Rodrigo Lara changerait la loi qui a suspendu Daniel Quintero

Rodrigue Lara Il s’est référé à la décision du bureau du procureur général de suspendre provisoirement le maire de Medellín, Daniel Quinteroun fait qui a provoqué toutes sortes de réactions en Colombie.

Selon le ministère public, cette décision était fondée sur « l’intervention présumée et répétée dans les activités politiques et les controverses » de Quintero moins de 20 jours avant les élections présidentielles.

À cet égard, le candidat à la vice-présidence de Team for Colombia a assuré, dans des déclarations à l’agence EFE, que C’est un aspect qui « devrait être réformé » car « ce sont les politiques qui gouvernent » et avec l’application de la loi « vous enlevez des droits ».

Cependant, il a rappelé qu' »aujourd’hui » cette loi est en vigueur « et doit être respectée ». « Ce que vous ne pouvez pas faire, c’est orienter les ressources publiques vers la participation, cela me semble sérieux et délicat », a ajouté la formule de Federico Gutiérrez.

À son tour, Lara a également exprimé son opinion sur les propos du maire de Medellín, qui a exprimé son soutien au candidat Gustavo Petro aux élections et qui, après avoir reçu la réprimande, a dénoncé qu’un « coup d’État » était en cours.

« Je ne pense pas, un coup d’État est contre le président et le président est là, il est maire », a déclaré le candidat, qui a insisté sur le fait que la campagne électorale « est devenue très polarisée » et a ajouté que « ce n’est pas la voie à suivre ».

« J’aimerais qu’il n’y ait pas tant de haine et de ressentiment, ou d’inculquer cela comme une stratégie électorale aux citoyens, quand les élections sont finies, le président est un et c’est pour tout le monde, les problèmes n’ont pas de couleur politique », a-t-il affirmé. .

Il convient de rappeler qu’en 2013, un cas similaire s’est produit qui a touché le maire de Bogota de l’époque, Gustavo Petro, lorsqu’il a été démis de ses fonctions et disqualifié pendant 15 ans par le bureau du procureur général, qui l’a accusé d ‘ »incapacité absolue » en privatisant la collecte des ordures. un service.

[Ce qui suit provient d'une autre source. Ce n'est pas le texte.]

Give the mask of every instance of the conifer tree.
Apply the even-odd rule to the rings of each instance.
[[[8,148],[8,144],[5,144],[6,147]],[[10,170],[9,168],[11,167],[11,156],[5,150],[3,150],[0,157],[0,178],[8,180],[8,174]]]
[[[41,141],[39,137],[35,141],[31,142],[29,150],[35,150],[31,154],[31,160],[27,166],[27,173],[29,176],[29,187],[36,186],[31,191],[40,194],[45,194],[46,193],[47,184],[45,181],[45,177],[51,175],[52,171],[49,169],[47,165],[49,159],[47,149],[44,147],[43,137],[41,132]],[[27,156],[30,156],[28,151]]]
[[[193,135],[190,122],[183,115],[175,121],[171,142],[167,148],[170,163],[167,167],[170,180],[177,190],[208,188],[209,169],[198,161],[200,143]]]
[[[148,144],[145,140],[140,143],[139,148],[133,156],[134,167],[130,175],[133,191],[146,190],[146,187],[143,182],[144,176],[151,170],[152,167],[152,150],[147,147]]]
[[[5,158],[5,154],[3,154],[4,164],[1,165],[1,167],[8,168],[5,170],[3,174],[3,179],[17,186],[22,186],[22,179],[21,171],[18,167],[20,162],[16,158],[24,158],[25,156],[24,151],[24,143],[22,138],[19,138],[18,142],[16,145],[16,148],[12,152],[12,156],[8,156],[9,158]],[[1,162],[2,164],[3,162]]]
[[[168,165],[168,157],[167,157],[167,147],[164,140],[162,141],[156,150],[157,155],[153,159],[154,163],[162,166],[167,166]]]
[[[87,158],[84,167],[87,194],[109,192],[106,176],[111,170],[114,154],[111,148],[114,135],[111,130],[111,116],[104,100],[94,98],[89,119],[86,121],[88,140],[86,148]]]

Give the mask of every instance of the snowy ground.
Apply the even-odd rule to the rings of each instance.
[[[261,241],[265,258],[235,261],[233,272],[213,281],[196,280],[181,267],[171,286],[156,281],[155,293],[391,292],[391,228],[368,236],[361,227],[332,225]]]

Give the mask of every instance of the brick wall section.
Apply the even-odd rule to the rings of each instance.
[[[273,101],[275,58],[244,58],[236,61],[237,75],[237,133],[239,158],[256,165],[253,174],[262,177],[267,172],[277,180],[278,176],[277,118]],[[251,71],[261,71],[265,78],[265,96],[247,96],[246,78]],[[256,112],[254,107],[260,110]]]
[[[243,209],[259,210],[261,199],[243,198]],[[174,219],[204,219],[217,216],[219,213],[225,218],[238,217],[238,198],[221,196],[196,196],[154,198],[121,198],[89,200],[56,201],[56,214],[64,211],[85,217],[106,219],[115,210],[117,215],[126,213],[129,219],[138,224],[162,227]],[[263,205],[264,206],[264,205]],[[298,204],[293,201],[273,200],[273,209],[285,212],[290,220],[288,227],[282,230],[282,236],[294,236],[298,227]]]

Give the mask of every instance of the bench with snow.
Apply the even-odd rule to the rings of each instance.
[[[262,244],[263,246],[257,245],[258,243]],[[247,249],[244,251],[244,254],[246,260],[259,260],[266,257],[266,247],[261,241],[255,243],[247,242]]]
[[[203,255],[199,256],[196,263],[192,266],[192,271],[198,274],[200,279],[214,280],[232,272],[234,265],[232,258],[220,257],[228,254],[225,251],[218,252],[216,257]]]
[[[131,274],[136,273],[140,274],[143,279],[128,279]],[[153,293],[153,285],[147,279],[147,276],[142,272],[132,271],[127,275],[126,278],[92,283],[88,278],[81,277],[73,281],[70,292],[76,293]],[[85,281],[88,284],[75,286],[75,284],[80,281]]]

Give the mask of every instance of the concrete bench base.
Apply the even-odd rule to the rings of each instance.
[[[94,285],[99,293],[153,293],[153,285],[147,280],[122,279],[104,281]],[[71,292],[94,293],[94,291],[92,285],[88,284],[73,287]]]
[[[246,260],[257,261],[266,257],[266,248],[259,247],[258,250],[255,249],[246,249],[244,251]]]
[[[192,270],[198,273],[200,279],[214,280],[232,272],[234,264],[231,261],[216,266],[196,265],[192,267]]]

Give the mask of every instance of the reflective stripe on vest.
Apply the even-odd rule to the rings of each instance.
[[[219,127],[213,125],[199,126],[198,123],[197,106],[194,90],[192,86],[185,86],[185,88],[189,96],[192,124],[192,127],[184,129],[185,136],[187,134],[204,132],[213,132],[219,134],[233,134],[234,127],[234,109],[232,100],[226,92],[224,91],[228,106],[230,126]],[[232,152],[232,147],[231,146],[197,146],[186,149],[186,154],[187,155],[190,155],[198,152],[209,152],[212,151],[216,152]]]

Cependant, en 2014, la Commission interaméricaine des droits de l’homme (CIDH) a recommandé à l’État de suspendre ces décisions administratives et en 2017, le Conseil d’État lui-même a annulé la condamnation et lui a permis de lancer sa candidature à la présidence en 2018.

Le bureau du procureur général mène également des enquêtes pour participation présumée à la vie politique. contre le maire de Bogotá, Claudia López Hernández ; Carlos Marin, maire de Manizales ; William Dau, maire de Cartagena, et aussi contre Arnulfo Gasca, gouverneur de Caquetá.